Got myself into a situation where I need to read in some text files that happen to have NUL chars embedded within them. My favorite readr function, read_file()
, interprets NUL as the end-of-file stops reading upon encountering the first NUL.
These are my source data files, and I prefer to leave them exactly as they are (NUL's and everything)-- so I can't just strip it out of these files, save them, and then process them (plus, there's a lot of them).
Since I can't use readr::read_file()
, I see that read_file()
has a lesser known cousin, read_file_raw()
. It ALMOST works...
What I got here is a tibble, logs
, that has the full filepath in file
. I want to put the contents of each file into the content
column as a string.
logs <- logs |>
mutate(content = map(file, ~read_file_raw(.))) |>
unnest(cols = c('content')) |>
mutate(content = rawToChar(content))
This appears to read in the WHOLE file. That's great. The bad news is that I don't see how to strip out the NUL chars. I had hoped that rawToChar()

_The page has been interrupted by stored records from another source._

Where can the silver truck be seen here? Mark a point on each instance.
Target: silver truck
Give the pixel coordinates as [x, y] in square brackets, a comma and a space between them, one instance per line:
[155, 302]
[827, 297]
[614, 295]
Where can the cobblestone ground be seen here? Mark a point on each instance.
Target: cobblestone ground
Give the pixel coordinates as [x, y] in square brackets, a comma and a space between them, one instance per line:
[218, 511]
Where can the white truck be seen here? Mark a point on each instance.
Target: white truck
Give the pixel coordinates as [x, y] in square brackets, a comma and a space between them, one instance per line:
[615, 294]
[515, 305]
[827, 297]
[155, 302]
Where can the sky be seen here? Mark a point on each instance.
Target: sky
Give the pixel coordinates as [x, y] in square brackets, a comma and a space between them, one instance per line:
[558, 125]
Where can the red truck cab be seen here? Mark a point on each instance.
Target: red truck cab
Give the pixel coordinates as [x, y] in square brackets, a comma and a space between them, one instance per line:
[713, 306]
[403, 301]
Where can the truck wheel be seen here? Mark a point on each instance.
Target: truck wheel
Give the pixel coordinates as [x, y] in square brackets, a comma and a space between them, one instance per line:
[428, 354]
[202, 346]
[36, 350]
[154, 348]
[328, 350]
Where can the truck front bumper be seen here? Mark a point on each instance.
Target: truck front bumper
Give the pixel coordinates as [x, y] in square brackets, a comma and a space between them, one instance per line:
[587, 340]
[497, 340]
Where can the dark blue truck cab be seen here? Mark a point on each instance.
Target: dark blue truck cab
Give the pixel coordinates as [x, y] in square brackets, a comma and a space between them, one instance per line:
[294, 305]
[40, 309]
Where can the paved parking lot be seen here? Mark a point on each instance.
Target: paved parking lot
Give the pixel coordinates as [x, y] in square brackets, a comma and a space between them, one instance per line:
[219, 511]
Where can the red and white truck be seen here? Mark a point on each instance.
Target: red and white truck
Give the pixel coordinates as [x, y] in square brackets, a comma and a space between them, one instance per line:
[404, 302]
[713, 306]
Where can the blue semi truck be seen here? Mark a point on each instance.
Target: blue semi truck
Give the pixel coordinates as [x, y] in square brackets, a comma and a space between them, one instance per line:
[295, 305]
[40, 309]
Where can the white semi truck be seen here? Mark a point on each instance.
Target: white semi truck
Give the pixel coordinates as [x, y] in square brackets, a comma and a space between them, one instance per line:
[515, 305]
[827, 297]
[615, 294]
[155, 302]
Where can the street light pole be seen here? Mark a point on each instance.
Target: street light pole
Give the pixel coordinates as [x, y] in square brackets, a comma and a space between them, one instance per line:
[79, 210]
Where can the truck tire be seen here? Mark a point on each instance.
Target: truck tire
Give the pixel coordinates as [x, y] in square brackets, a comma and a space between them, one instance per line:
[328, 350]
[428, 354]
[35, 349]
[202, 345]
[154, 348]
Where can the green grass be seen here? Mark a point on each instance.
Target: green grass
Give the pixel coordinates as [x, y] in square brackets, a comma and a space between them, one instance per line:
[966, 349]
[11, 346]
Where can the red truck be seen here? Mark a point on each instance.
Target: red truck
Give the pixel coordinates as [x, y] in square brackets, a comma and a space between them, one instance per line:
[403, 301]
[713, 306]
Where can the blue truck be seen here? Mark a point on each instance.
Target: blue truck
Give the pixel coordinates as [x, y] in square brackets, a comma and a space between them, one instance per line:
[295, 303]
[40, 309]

would just do it or provide an option to strip out NUL's, but no...
Error in `mutate()`:
ℹ In argument: `content = rawToChar(content)`.
Caused by error in `rawToChar()`:
! embedded nul in string:
Goggling around I see some base R stuff that can take a binary and replace NUL (\0's).
Unfortunately, I've deliberately forgotten most of base R and only want to use tidyverse. The base R examples are stuff like r[r!=as.raw(0)]
. Don't see how to incorporate that in my dplyr stanza Is there an "easy button" to fix this?